Scala is what I was looking for when I found Groovy.
Regarding Groovy specifically... It's used for very small use cases, like gluing Java apps together, writing tests for Java objects, basically stuff that won't become a standalone app. Because of Groovy's MOP, it's used for Grails - I don't know much about Grails but its popularity seems to be coupled to Rails' decline.
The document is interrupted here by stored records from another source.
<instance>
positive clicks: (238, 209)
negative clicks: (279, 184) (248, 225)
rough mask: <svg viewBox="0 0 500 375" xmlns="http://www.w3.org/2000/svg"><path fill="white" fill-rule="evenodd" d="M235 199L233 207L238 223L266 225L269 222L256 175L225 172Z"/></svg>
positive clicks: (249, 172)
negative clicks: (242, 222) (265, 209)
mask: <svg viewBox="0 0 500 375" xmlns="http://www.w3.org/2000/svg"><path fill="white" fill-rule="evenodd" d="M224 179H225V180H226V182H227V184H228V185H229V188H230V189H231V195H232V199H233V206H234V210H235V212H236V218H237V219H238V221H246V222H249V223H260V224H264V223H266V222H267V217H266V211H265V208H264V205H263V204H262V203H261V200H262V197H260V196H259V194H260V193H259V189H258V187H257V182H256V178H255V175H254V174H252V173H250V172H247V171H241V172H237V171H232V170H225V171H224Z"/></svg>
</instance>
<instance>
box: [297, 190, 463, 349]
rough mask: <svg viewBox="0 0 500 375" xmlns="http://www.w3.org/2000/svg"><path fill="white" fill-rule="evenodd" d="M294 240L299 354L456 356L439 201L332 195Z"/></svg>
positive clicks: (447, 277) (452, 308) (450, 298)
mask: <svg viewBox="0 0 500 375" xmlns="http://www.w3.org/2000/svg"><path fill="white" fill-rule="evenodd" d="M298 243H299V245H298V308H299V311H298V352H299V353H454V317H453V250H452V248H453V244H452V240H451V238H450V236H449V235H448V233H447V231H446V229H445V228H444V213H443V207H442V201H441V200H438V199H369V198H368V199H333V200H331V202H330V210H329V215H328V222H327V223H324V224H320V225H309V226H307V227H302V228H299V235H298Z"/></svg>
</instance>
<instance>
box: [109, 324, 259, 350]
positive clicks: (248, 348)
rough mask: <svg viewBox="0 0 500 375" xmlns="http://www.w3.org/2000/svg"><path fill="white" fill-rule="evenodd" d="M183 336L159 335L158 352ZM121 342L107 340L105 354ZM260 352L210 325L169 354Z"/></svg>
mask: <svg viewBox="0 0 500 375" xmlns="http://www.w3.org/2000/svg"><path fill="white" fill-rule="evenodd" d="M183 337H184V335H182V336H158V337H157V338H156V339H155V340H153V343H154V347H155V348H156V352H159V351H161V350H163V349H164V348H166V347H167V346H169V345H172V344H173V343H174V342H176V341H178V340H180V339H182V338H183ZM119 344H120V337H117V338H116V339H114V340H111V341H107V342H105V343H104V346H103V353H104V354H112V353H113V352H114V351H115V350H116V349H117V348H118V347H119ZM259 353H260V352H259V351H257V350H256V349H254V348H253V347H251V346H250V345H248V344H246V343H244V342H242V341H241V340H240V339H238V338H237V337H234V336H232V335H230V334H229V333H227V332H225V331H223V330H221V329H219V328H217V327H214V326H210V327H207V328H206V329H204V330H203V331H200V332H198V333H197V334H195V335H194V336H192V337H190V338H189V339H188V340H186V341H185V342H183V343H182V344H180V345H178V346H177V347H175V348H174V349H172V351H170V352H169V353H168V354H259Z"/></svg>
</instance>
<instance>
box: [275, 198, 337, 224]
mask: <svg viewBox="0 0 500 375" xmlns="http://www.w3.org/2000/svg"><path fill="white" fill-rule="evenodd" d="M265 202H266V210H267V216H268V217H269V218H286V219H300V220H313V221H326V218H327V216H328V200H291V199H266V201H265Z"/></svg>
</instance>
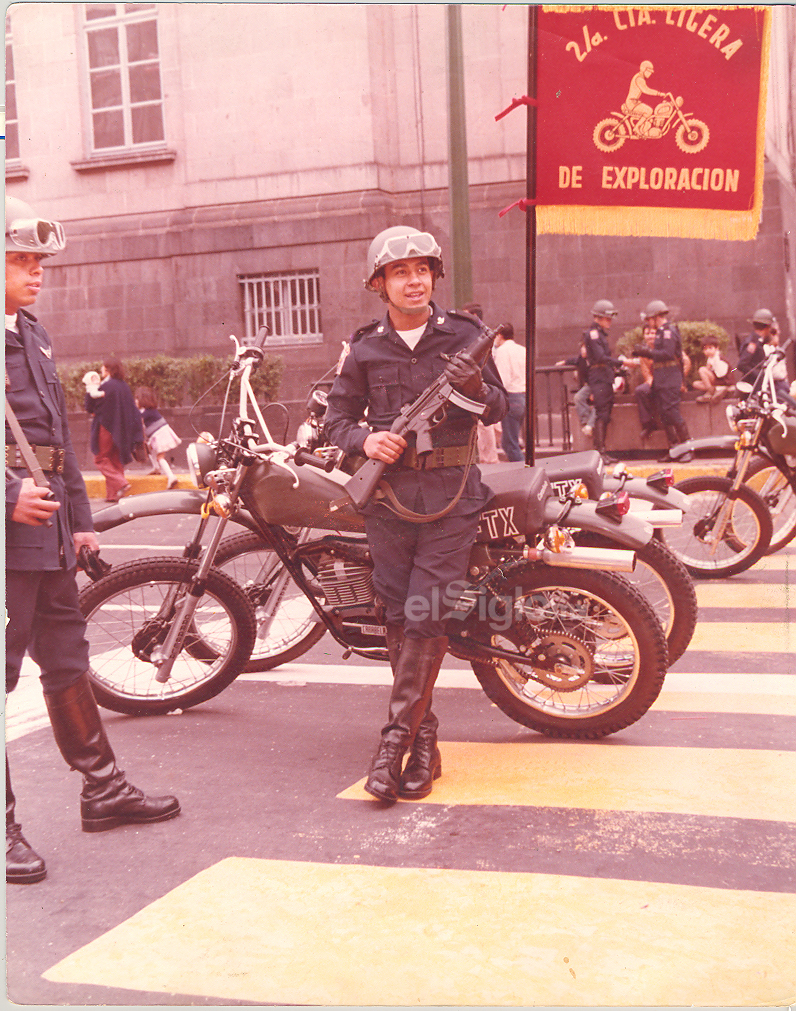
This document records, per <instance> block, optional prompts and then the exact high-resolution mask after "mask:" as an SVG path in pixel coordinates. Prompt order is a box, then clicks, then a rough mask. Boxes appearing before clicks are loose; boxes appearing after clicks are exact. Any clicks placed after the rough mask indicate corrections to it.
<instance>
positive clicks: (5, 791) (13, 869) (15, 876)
mask: <svg viewBox="0 0 796 1011" xmlns="http://www.w3.org/2000/svg"><path fill="white" fill-rule="evenodd" d="M15 803H16V802H15V799H14V792H13V790H11V775H10V773H9V771H8V758H7V757H6V760H5V880H6V882H7V883H8V884H9V885H33V884H34V883H35V882H40V881H41V880H42V879H43V878H47V867H46V866H45V861H43V860H42V859H41V857H40V856H39V855H38V853H36V852H35V850H34V849H33V848H32V847H31V846H30V844H29V843H28V841H27V839H25V837H24V836H23V835H22V826H21V825H19V824H18V823H17V822H16V821H14V808H15Z"/></svg>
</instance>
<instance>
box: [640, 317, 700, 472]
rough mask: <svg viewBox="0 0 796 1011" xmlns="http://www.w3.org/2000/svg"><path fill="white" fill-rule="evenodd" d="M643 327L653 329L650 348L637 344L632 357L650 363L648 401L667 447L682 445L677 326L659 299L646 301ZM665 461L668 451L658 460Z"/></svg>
mask: <svg viewBox="0 0 796 1011" xmlns="http://www.w3.org/2000/svg"><path fill="white" fill-rule="evenodd" d="M642 315H643V318H644V326H645V327H653V328H654V330H655V339H654V342H653V343H652V346H651V347H647V346H646V345H639V346H638V347H637V348H634V349H633V354H634V355H635V357H636V358H649V359H650V360H651V362H652V387H651V393H652V402H653V403H654V405H655V407H656V408H657V416H658V418H659V419H660V424H661V425H662V426H664V431H665V432H666V435H667V442H668V443H669V445H670V447H672V446H677V445H678V444H679V443H682V442H686V441H687V440H688V439H689V438H690V436H689V433H688V426H687V425H686V422H685V420H684V418H683V415H682V413H681V411H680V399H681V393H682V387H683V340H682V338H681V336H680V331H679V330H678V329H677V327H676V326H675V325H674V324H672V323H670V321H669V308H668V306H667V304H666V302H664V301H661V300H660V299H659V298H653V299H652V301H651V302H648V303H647V305H646V307H645V308H644V310H643V312H642ZM660 459H661V461H665V460H669V459H670V455H669V452H667V453H666V455H665V456H664V457H661V458H660ZM691 459H693V454H692V453H687V454H685V455H684V456H681V457H680V460H681V461H682V462H687V461H688V460H691Z"/></svg>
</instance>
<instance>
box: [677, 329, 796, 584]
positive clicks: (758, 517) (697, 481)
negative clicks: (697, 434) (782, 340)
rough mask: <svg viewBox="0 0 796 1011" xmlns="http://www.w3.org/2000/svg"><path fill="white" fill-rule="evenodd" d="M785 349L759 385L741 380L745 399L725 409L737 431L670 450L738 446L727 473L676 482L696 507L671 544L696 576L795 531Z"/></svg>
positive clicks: (729, 563) (794, 435) (771, 547)
mask: <svg viewBox="0 0 796 1011" xmlns="http://www.w3.org/2000/svg"><path fill="white" fill-rule="evenodd" d="M786 347H787V346H786ZM785 350H786V349H785V348H775V349H773V350H772V351H771V353H770V354H769V356H768V359H767V361H766V362H765V364H764V366H763V368H762V369H761V371H760V372H759V374H758V376H757V377H756V379H755V381H754V383H751V384H748V383H745V384H744V383H740V384H738V387H737V388H739V389H740V391H741V392H742V393H744V394H745V398H744V399H742V400H740V401H738V403H736V404H729V405H728V406H727V411H726V413H727V422H728V424H729V427H730V429H731V430H732V432H733V433H734V434H732V435H727V436H720V437H718V438H709V439H692V440H690V441H689V442H685V443H683V444H681V445H680V446H675V447H673V449H672V453H671V455H672V458H673V459H674V460H676V459H677V458H678V457H679V456H681V455H682V454H684V453H687V452H689V450H690V451H691V452H694V453H700V452H701V453H705V452H713V453H715V452H726V451H727V450H734V451H735V456H734V458H733V460H732V461H731V463H730V465H729V468H728V470H727V473H726V474H725V475H724V476H717V477H708V476H702V477H691V478H687V479H686V480H684V481H681V482H679V484H678V485H677V487H678V488H679V489H680V490H681V491H682V492H683V493H684V494H686V495H688V496H689V498H690V499H691V502H692V508H691V510H690V512H689V515H688V518H687V521H686V523H684V525H683V527H682V528H681V530H680V531H678V532H674V531H673V532H670V534H669V535H668V536H667V542H668V543H669V545H670V547H671V548H672V550H673V551H674V552H675V553H676V554H678V556H679V557H680V558H681V559H682V560H683V562H684V563H685V565H686V566H687V568H688V569H689V571H690V572H692V573H693V574H694V575H698V576H722V575H734V574H735V573H736V572H741V571H743V570H744V569H747V568H749V566H751V565H754V564H755V562H757V561H759V560H760V559H761V558H763V557H764V555H766V554H771V553H772V552H774V551H779V550H780V548H783V547H784V546H785V545H786V544H789V543H790V542H791V541H792V540H793V539H794V537H796V418H795V417H794V415H793V413H792V412H791V411H790V409H789V408H788V407H787V405H786V404H784V403H783V402H782V401H781V400H780V398H779V397H778V395H777V389H776V386H775V382H774V370H775V368H776V366H777V364H778V363H779V362H781V361H782V360H783V359H784V357H785Z"/></svg>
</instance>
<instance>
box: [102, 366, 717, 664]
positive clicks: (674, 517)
mask: <svg viewBox="0 0 796 1011" xmlns="http://www.w3.org/2000/svg"><path fill="white" fill-rule="evenodd" d="M321 381H323V380H321ZM325 411H326V392H325V390H324V389H323V388H321V387H320V386H316V387H315V388H314V389H313V390H312V391H311V394H309V397H308V399H307V405H306V416H305V420H304V421H303V422H302V423H301V425H299V427H298V430H297V433H296V436H295V445H296V446H300V447H301V448H303V449H305V450H308V451H309V452H312V453H314V455H316V456H319V457H321V458H323V459H324V460H331V461H333V463H334V465H335V466H338V467H347V466H348V462H347V461H346V460H345V457H344V454H343V453H341V451H340V450H339V449H337V447H335V446H332V445H330V444H329V442H328V441H327V439H326V436H325V433H324V428H323V421H324V415H325ZM539 465H540V466H541V467H543V468H544V469H545V471H546V472H547V475H548V478H549V480H550V484H551V486H552V488H553V491H554V492H555V495H556V497H557V498H558V500H559V501H560V502H561V505H562V507H564V508H566V503H567V502H569V503H570V504H571V503H572V502H580V501H581V500H582V499H583V497H584V496H586V497H588V498H590V499H593V500H597V499H599V498H600V497H601V496H602V495H604V494H606V493H616V492H620V491H623V490H626V491H627V492H628V493H629V495H630V511H631V515H635V516H637V517H638V518H639V519H641V520H644V521H645V522H646V523H649V524H651V525H653V526H654V527H656V528H660V527H661V526H664V525H670V526H671V525H678V524H680V523H681V522H682V517H683V511H684V510H686V509H687V508H688V498H687V497H686V496H685V495H683V494H682V493H681V492H679V491H678V490H677V489H675V488H674V487H673V486H672V485H673V482H674V479H673V476H672V471H671V470H661V471H659V472H657V473H655V474H652V475H650V476H649V477H646V478H639V477H633V476H632V475H631V474H629V473H628V471H627V470H626V469H625V467H624V464H617V465H616V466H615V467H614V468H612V470H611V472H610V473H606V472H605V467H604V464H603V461H602V458H601V457H600V454H599V453H597V452H595V451H587V452H585V453H571V454H566V455H563V456H558V457H553V458H549V459H544V460H541V461H540V462H539ZM494 466H495V465H481V467H480V469H481V473H482V474H485V475H487V476H488V477H489V475H490V473H491V472H492V469H493V467H494ZM522 467H523V465H522V464H500V465H498V468H499V469H501V470H503V471H506V472H508V470H510V469H512V468H515V469H519V470H521V469H522ZM194 480H195V481H196V482H197V484H201V478H200V476H199V475H198V472H197V471H196V470H194ZM488 483H489V482H488ZM205 497H206V493H205V492H203V491H201V490H198V489H197V490H188V489H183V490H180V491H179V492H174V491H169V492H151V493H149V494H143V495H135V496H132V497H127V498H122V499H120V501H119V502H118V503H116V504H114V505H111V507H108V508H106V509H103V510H101V511H99V512H98V513H96V514H95V516H94V526H95V529H96V531H97V533H102V532H105V531H107V530H110V529H113V528H114V527H118V526H120V525H121V524H123V523H128V522H131V521H137V520H142V519H145V518H148V517H155V516H162V515H169V514H174V515H177V514H183V515H195V516H199V515H200V514H201V512H202V510H203V509H204V508H205ZM642 507H643V509H641V508H642ZM566 515H567V516H568V515H569V514H568V509H567V510H566ZM563 517H564V512H563V511H562V510H556V509H555V507H554V502H553V501H552V500H550V502H549V503H548V504H547V505H546V507H545V520H546V522H548V523H553V522H555V521H556V520H557V521H561V519H562V518H563ZM578 518H581V521H582V522H586V523H589V522H591V521H592V520H593V517H590V516H587V517H585V518H584V514H583V511H579V510H576V511H574V512H573V513H572V515H571V516H570V517H569V519H568V520H567V521H566V522H567V523H570V522H573V521H574V520H577V519H578ZM230 519H231V522H232V523H234V524H238V525H240V526H241V527H243V528H244V529H243V530H242V531H241V532H240V533H237V534H233V535H231V536H229V537H226V538H225V539H224V540H223V541H222V543H220V544H219V546H218V551H217V554H216V558H215V562H214V565H215V567H216V568H219V569H220V570H222V571H224V572H226V573H228V574H229V575H231V576H232V577H233V578H234V579H235V580H236V581H237V582H238V583H239V584H240V585H242V586H243V587H244V589H245V591H246V593H247V596H248V598H249V600H250V603H251V604H252V606H253V608H254V610H255V618H256V622H257V633H256V637H255V645H254V648H253V651H252V654H251V656H250V658H249V661H248V663H247V664H246V671H247V672H259V671H265V670H271V669H273V668H274V667H276V666H278V665H279V664H281V663H287V662H290V661H291V660H295V659H297V658H298V657H299V656H301V655H302V654H303V653H305V652H306V651H307V650H308V649H311V648H312V647H313V646H314V645H315V644H316V643H317V642H319V641H320V640H321V639H322V638H323V636H324V635H325V633H326V628H325V626H324V625H323V624H322V623H321V622H320V621H319V620H318V617H317V615H316V613H315V611H314V610H313V608H312V607H311V605H309V602H308V601H307V599H306V596H305V595H304V594H303V593H302V591H301V589H300V588H299V587H298V586H297V585H296V584H295V582H294V581H293V580H292V579H291V578H290V575H289V573H288V572H287V571H286V569H285V568H284V566H282V564H281V562H280V560H279V558H278V556H277V555H275V554H274V552H273V551H272V550H271V549H270V548H269V547H268V545H266V544H265V543H264V542H263V540H262V538H261V537H260V535H259V534H258V532H257V528H256V526H255V524H254V522H253V521H252V519H251V517H250V515H249V513H248V512H247V511H246V510H245V509H244V508H242V507H241V508H240V509H238V510H237V511H236V512H235V513H234V514H233V516H232V517H231V518H230ZM203 522H204V521H203ZM629 522H630V521H626V522H625V530H627V524H628V523H629ZM570 529H571V530H572V535H573V537H574V539H576V541H577V543H580V544H583V545H585V546H591V547H613V546H616V542H615V541H614V540H613V539H612V537H611V531H610V529H609V530H606V529H605V524H603V529H602V530H601V531H594V530H589V529H586V530H581V529H576V528H570ZM637 530H638V532H639V534H640V532H641V531H642V530H644V528H637ZM294 533H295V531H294ZM202 536H203V529H202V528H199V530H197V532H196V534H195V536H194V540H193V541H192V542H191V543H190V544H188V545H187V546H186V549H185V555H186V556H187V557H193V558H195V557H197V556H198V554H199V553H200V550H201V548H200V544H201V540H202ZM645 536H646V535H645V534H644V535H642V536H639V537H638V539H637V540H636V541H635V542H634V543H632V544H630V545H629V546H631V547H633V549H634V550H635V553H636V565H635V568H634V570H633V571H632V572H631V573H624V577H625V578H626V579H627V580H628V581H629V582H630V583H631V584H632V585H634V586H635V587H636V588H637V589H639V590H640V591H641V592H642V593H643V594H644V596H645V598H646V599H647V601H648V602H649V603H650V604H651V605H652V608H653V610H654V611H655V614H656V615H657V617H658V619H659V621H660V623H661V625H662V627H664V631H665V634H666V636H667V643H668V647H669V659H670V665H671V664H673V663H675V662H676V661H677V660H678V659H680V657H681V656H682V655H683V653H684V652H685V651H686V649H687V648H688V645H689V643H690V642H691V639H692V637H693V635H694V631H695V628H696V623H697V610H698V609H697V599H696V591H695V589H694V582H693V579H692V578H691V576H690V574H689V573H688V571H687V570H686V568H685V567H684V566H683V565H682V563H681V562H680V561H679V560H678V559H677V558H675V557H674V555H673V554H672V552H671V551H670V550H669V549H668V548H667V547H666V546H665V545H664V544H662V542H661V541H660V540H659V538H658V537H650V538H648V539H646V540H645V539H644V538H645ZM624 546H628V545H627V544H626V543H625V544H624Z"/></svg>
Gradle will be going polyglot soon enough - their Gradle 2 roadmap [1] says they're shifting control of the build from the "Gradle build language" to a configuration-on-demand build model.
[1] http://forums.gradle.org/gradle/topics/revolutionary_new_gra...
My takeaway is, don't get discouraged by the initial 3 months of wonkiness, it'll get better the more familiar you are with the language.
For larger codebases though, I vastly prefer strongly typed languages.
Let's see how this works out. The only negatives I have heard about Scala are the binary compatibility issues with dependencies and Scala versions.
I had shied away from Scala before since I didn't see any clear dependency injection support (can't live without it) but seems like that has been solved with the Spring Scala module.
You might have heard people complaining, but it's kind of complaining at a very high level.
Scala's compatibility story is better than most other languages, it's just that a significant part of Scala developers come from Java, where people expect that _nothing_ _ever_ changes.
Scala is not like that, it has a deprecation policy which includes actually removing stuff.
> I had shied away from Scala before since I didn't see any clear dependency injection support (can't live without it) but seems like that has been solved with the Spring Scala module.
Not sure I'd call that idiomatic Scala. There are a few DI libraries in Scala, but I'd say that the language reduces the need for DI a lot. You can of course use everything from legacy Java stuff like Spring, Guice, CDI to Scala libraries like SubCut, MacWire or Scaldi.